Dockerizing our Machine Learning Model

Introduction

Deploying models from one computer to another can often lead to conflicts such as build failures, library version mismatches, and missing components. Containerization aims to solve these challenges and more.

This article explores the process of containerizing our model as a docker container.

This article is a sequel to "Productionalization of Machine Learning Models" available here. Kindly go through that article before proceeding with this one.

Brief Introduction to Docker

Docker offers a more efficient approach to system virtualization by providing a minimalistic environment that only includes the essential tools and software for running an application.

Some essential keywords when working with docker:

  1. Container: A container is a lightweight and stand-alone executable software package that includes everything needed to run a piece of software, including the code, runtime, system tools, system libraries, and settings.

  2. Image: An image is a lightweight, stand-alone, and executable software package that contains the application code, runtime, libraries, and other dependencies. It's a blueprint for creating containers.

  3. Dockerfile: A Dockerfile is a text file containing a set of instructions that are used to build a Docker image. It specifies the base image, required dependencies, environment variables, and commands to set up the image.

  4. Registry: A Docker registry is a centralized repository for storing Docker images. Docker Hub is the default public registry, but you can also set up private registries for internal use.

  5. Repository: A Docker repository is a collection of related Docker images tagged with different versions. Each repository can have multiple images, typically representing different stages or versions of an application.

In the last article, we developed and served our ML model via Flask API. Right now, let's package that app in a docker container.

Let's get to it!

  1. Firstly, ensure that you have docker installed in your system. If not, you can download it on docker's website.

  2. Let's modify our Flask API from the previous article to specify the port and host for running our app.

     .
     .
     .
     if __name__ == "__main__":
         app.run(port=80, host="0.0.0.0")
    
  3. Create a file called Dockerfile (without any extension). This file would contain some instructions needed to build our image and container.

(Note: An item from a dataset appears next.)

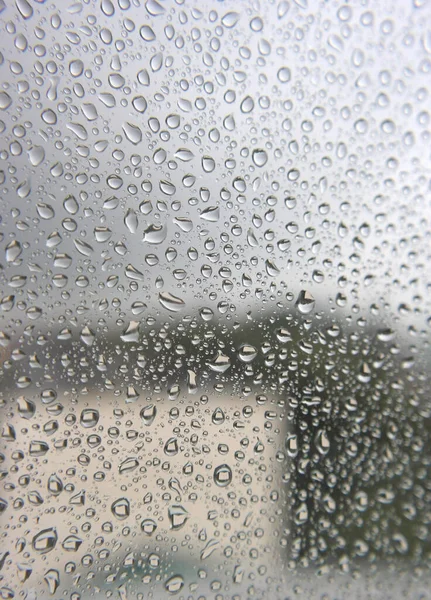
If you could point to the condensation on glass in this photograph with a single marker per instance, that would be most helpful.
(215, 283)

  4. Include the following code in the Dockerfile

     # Use an official Python runtime as a parent image
     FROM python:3.8-slim-buster
    
     # Set the working directory to /app
     WORKDIR /app
    
     # Copy the current directory contents into the container at /app
     COPY . /app
    
     # Copy the requirements.txt file into the container
     COPY requirements.txt .
    
     # Install any needed packages specified in requirements.txt
     RUN pip install --no-cache-dir -r requirements.txt
    
     # Make port 80 available to the world outside this container
     EXPOSE 80
    
     # Run app.py when the container launches
     CMD ["python", "app.py"]
    
  5. Build and Run the Docker Image:

    • Build the Docker image:

        docker build -t flask-app .
      
    • Run the Docker container:

        docker run -p 4000:80 flask-app
      

And that's it!

Testing our container

Now let's call our docker container from our client code using port 4000: http://127.0.0.1:4000.

using System;
using System.Net.Http;
using System.Net.Http.Json;
using System.Text.Json;
using System.Threading.Tasks;

class Program
{
    static async Task Main(string[] args)
    {
        // Define the API endpoint URL
        var apiUrl = "http://127.0.0.1:4000/predict";

        // Input data for prediction
        var input = new { data = new[] { 1500 } }; // Example input data (sqft_living)

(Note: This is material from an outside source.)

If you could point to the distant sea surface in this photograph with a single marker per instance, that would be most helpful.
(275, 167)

        using HttpClient client = new HttpClient();
        try
        {
            var response = await client.PostAsJsonAsync(apiUrl, input);

            if (response.IsSuccessStatusCode)
            {
                var predictedPrice = JsonSerializer.Deserialize<double[]>(await response.Content.ReadAsStringAsync());
                Console.WriteLine($"Predicted Price: {string.Join(", ", predictedPrice)}");
            }
            else
            {
                Console.WriteLine("Request failed with status code: " + response.StatusCode);
            }
        }
        catch (Exception ex)
        {
            Console.WriteLine($"Error: {ex.Message}");
        }
    }
}

Here is the result:

Conclusion

We have successfully packaged our model in a docker container. The code for this tutorial is available here.